Ory: We have traded privacy for convenience. We spend more money than ever on security, and feel less secure. We are more connected than anyone in history ever imagined. The pace of these changes – and new ones, such as IoT, AI, augmented reality, and biotechnology – are happening faster than ever. Many industries will be disrupted, and jobs lost. However, whole new industries will emerge, resulting in net-new jobs, and improved career opportunities.
Business increasingly will be forced to embrace change of all sorts more quickly than ever before. This includes a changing work force, changing economics, changing time frames for business strategies, and embracing changing technologies. The ability to enable businesses to more quickly and safely adapt to these unanticipated changes is critical to survival and success.
Cheng: Looking into the future, ZTE is preparing for, and leading, a world driven by high-speed networks (5G), the Internet of Things, and immersive experiences (AR/VR) that will open up new services and solutions.

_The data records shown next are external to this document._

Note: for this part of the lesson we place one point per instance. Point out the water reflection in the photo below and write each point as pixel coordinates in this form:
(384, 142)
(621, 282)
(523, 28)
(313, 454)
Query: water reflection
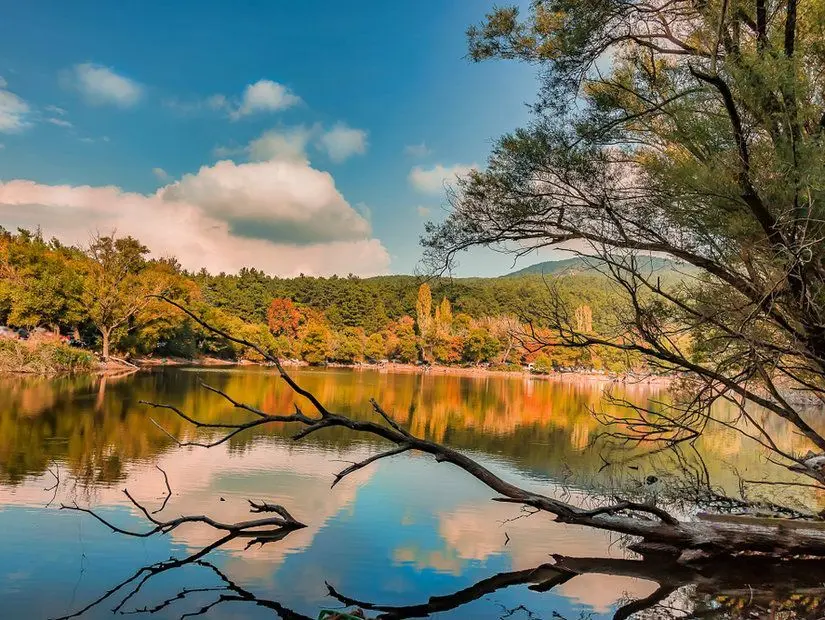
(397, 533)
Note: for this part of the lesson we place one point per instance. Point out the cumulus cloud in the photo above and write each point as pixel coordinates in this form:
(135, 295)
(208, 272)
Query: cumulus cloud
(342, 142)
(287, 144)
(264, 96)
(278, 200)
(14, 112)
(292, 143)
(433, 180)
(160, 174)
(102, 86)
(283, 217)
(417, 150)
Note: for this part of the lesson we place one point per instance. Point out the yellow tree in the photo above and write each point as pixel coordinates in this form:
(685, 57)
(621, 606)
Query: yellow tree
(424, 317)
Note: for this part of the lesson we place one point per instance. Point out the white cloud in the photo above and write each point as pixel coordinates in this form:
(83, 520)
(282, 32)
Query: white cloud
(342, 142)
(102, 86)
(417, 150)
(279, 200)
(263, 96)
(14, 112)
(433, 180)
(286, 144)
(282, 217)
(224, 152)
(160, 174)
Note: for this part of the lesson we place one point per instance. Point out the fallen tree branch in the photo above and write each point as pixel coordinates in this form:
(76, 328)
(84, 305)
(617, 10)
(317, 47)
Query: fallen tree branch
(623, 517)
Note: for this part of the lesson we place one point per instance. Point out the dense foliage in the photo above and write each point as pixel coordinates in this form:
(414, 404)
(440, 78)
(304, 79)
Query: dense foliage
(102, 296)
(694, 130)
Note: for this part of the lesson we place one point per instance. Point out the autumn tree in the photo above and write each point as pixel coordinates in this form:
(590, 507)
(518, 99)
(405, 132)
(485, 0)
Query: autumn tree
(403, 345)
(119, 284)
(424, 319)
(583, 318)
(283, 317)
(316, 342)
(41, 281)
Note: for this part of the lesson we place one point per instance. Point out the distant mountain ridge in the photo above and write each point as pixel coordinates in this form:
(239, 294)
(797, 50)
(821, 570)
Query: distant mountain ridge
(578, 264)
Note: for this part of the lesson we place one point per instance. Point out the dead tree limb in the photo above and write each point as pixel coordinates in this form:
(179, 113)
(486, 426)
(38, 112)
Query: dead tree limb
(652, 525)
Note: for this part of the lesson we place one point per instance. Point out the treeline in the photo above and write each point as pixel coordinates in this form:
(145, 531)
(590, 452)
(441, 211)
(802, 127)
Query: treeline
(104, 296)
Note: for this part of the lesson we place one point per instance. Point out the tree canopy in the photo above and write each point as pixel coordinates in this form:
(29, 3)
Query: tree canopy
(685, 129)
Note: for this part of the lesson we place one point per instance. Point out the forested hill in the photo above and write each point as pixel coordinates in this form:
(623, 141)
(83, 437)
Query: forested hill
(577, 264)
(105, 296)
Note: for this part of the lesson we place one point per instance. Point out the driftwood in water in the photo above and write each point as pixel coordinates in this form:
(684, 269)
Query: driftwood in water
(653, 527)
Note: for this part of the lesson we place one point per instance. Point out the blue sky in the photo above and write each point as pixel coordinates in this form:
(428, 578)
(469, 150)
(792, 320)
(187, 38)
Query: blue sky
(335, 122)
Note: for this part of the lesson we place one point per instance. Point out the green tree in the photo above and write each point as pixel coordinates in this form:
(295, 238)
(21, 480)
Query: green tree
(118, 286)
(702, 139)
(283, 317)
(376, 348)
(316, 343)
(348, 345)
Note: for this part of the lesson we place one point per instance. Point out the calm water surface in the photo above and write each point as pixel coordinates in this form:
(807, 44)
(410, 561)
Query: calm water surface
(397, 533)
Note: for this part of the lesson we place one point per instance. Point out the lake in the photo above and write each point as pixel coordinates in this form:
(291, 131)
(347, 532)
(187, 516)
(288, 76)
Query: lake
(396, 533)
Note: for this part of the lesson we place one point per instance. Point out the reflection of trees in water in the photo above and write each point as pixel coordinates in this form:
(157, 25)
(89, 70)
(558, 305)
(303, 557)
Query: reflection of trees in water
(731, 589)
(97, 428)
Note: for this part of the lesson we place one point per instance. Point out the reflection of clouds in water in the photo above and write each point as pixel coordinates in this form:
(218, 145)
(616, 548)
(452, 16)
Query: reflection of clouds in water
(477, 533)
(297, 478)
(442, 561)
(602, 592)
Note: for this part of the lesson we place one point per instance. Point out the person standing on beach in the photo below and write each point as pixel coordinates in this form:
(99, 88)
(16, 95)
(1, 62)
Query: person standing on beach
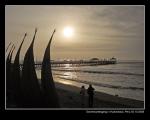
(82, 93)
(90, 92)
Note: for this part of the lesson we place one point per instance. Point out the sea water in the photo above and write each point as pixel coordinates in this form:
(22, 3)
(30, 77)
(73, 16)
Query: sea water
(125, 79)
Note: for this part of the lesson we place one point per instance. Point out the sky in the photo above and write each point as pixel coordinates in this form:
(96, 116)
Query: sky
(99, 31)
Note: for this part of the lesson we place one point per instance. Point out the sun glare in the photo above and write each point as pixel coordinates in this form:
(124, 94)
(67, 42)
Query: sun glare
(68, 32)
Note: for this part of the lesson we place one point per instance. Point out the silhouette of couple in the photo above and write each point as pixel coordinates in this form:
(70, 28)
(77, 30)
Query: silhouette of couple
(90, 92)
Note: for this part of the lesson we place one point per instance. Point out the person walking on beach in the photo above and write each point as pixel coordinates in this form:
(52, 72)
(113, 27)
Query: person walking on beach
(82, 93)
(90, 92)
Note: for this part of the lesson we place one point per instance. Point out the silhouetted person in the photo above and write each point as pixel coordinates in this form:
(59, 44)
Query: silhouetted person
(82, 93)
(90, 92)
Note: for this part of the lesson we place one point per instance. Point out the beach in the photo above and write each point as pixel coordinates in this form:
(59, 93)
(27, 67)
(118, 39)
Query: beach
(69, 97)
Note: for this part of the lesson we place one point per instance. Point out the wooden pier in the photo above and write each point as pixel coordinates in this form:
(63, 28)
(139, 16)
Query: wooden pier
(66, 63)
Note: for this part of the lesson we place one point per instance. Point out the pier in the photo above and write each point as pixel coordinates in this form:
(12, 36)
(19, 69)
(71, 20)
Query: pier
(64, 63)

We see technology revolutionizing connectivity with a new standard of download speeds that will make 360° panoramic VR video, instant cloud storage, entertainment upgrades and fast cache of ultra Hi-Fi music and movies possible. As data speed increases we will see deployment of end-to-end IoT solutions that will transform our homes, our cities and transportation networks. This will result in higher-quality and more personalized services for consumers within a variety of sectors including transportation, education, healthcare and public services as well as support industries and local economic development.
Barnett: The need to listen to, understand and engage the whole workforce has reached a tipping point. This year in particular, the biggest lesson learned is that it takes more than just the brightest minds, the most innovative products, and the flashiest optics to be a successful and admired company. Any organization can begin to crumble if its foundation—the environment it creates for its people—is built on shaky ground.
In the next five years, it will continue to be critical for companies to listen to, understand, and take action on employee feedback. Here, AI has the potential to drive stronger human connection and have a meaningful impact on employees’ lives. By harnessing AI, Glint enables feedback from employees at any time and delivers actionable insights to employers that don’t just break down employee data, but break through it.
In particular, Glint customers will benefit from its Narrative Intelligence™ technology, which analyzes open-ended feedback to connect the dots between what employees say, how they feel about it, and how it relates to their engagement. The results provide managers with an understanding of the full spectrum of employee sentiment, leading to effective action. In turn, employees feel their voices are heard—which helps them feel more satisfied, successful and purpose-driven at work.
In summary, I remember reading in 1994, ‘Competing for the Future’. Over two decades ago it shared an insight which I believe for CEOs is more relevant than ever: think through how technology will change the future and build the model ahead of schedule that tomorrow’s consumer will want. Hopefully the insights from these five visionary CEOs will help you build your organization’s model.